富士フイルムは4月23日、先端プロセス向け環境配慮型材料として、フッ素を含む原材料を使用しない(フッ素フリー)のネガ型ArF液浸レジストを開発したことを発表した。需要が拡大するAI半導体の製造に用いられる先端プロセスに対応しており、すでに顧客向けにサンプル提供を開始しているという。
PFAS規制を背景に高まる「フッ素フリー」材料への要請
現在広く普及しているArF液浸露光向けフォトレジストには、微細な回路パターン形成に不可欠な酸の反応効率の向上や、露光工程で生じるウェハ上の水残りによる欠陥抑制を目的として、PFAS(ペルフルオロアルキル化合物、ポリフルオロアルキル化合物およびこれらの塩類の総称)を含むフッ素系材料が用いられてきた。
しかし近年、PFASの種類によっては環境や生態系への影響が懸念されるようになってきており、世界的に使用に対する規制の動きが加速している。加えて、半導体製造工程においては、フッ素を含む廃液とそれ以外の廃液を分別管理する必要があり、フッ素を含む廃液は高温で処理することが求められることから、エネルギー消費の増大も課題となっていた。こうした背景から、PFASに限らずフッ素そのものを含まない材料を用いた半導体製造に対する関心が高まりをみせるようになってきている。
フッ素なしで実現した微細加工性能
今回、同社が開発したネガ型ArF液浸レジストは、PFASを含めフッ素を含む原材料を一切使用していない点が最大の特徴だ。
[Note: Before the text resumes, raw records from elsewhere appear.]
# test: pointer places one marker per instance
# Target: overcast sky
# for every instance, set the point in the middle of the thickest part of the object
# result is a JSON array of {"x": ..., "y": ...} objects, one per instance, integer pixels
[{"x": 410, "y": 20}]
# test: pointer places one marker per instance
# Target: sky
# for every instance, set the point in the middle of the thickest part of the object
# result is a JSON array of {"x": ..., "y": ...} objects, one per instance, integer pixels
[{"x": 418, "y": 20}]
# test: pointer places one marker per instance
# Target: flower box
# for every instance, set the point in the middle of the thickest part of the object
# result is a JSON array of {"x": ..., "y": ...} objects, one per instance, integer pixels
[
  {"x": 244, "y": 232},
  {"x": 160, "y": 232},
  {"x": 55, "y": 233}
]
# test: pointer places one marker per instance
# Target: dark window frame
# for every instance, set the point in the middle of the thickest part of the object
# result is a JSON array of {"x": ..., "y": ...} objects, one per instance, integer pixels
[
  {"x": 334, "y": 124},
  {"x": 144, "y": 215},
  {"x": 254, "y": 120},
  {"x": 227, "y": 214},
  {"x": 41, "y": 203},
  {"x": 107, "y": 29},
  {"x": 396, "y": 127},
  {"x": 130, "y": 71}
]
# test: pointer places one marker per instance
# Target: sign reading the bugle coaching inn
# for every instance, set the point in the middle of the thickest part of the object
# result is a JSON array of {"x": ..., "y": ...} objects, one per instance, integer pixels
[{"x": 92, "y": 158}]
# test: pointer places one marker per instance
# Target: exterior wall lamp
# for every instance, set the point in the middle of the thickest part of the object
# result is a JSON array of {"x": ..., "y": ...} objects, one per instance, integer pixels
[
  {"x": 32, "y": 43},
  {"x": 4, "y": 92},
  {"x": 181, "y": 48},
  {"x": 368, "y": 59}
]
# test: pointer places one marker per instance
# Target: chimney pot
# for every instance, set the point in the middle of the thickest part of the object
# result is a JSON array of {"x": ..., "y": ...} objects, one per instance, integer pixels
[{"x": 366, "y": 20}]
従来のArF液浸レジストでは、性能向上を目的にフッ素系材料を用いることが不可欠とされてきたが、同社は銀塩写真分野で培ってきた機能性分子の設計技術と、半導体材料開発で蓄積した分子設計技術、有機合成技術、処方技術、解析技術を組み合わせることで、フッ素を含む原材料を導入しないでも必要な各種性能を実現したとする。
具体的には、回路パターン形成における高い酸反応効率と、液浸露光時に問題となる水残りを低減する高い撥水性を両立し、ばらつきの少ない微細な回路パターン形成を可能にしているという。
環境負荷低減と製造効率向上を同時に狙う
フッ素フリー化のメリットは、材料の安全性向上にとどまらず、廃棄管理の簡素化、廃液処理時のエネルギー低減など、広範囲に及ぶことが期待される。そのため、同社でも、PFASに限らずフッ素を含む原材料を使用しない新規材料開発を推進することが、半導体製造プロセス全体の環境負荷低減につながるとしている。
先端レジスト全体への展開を視野
なお同社では、今回のネガ型ArF液浸レジストで培ったフッ素フリー化の技術やノウハウを、EUV向けフォトレジストを含むほかの先端レジスト材料にも展開していく方針だ。
同社は、フォトレジストやCMPスラリ、ポリイミド、感光性絶縁膜材料「ZEMATES」など、前工程から後工程まで幅広い半導体材料を手掛けており、先端からレガシーまで幅広いプロセスをカバーできる製品群を取りそろえていることを強みにしている。今回開発されたフォトレジストも、すでに顧客へのサンプル提供を開始しており、そうした客先評価を経て、早期の販売につなげたいとしているが、こうした環境規制への対応と先端半導体製造に必要な性能を両立する取り組みは、成長が期待されるAI時代における半導体材料の方向性を示す一例となりそうだ。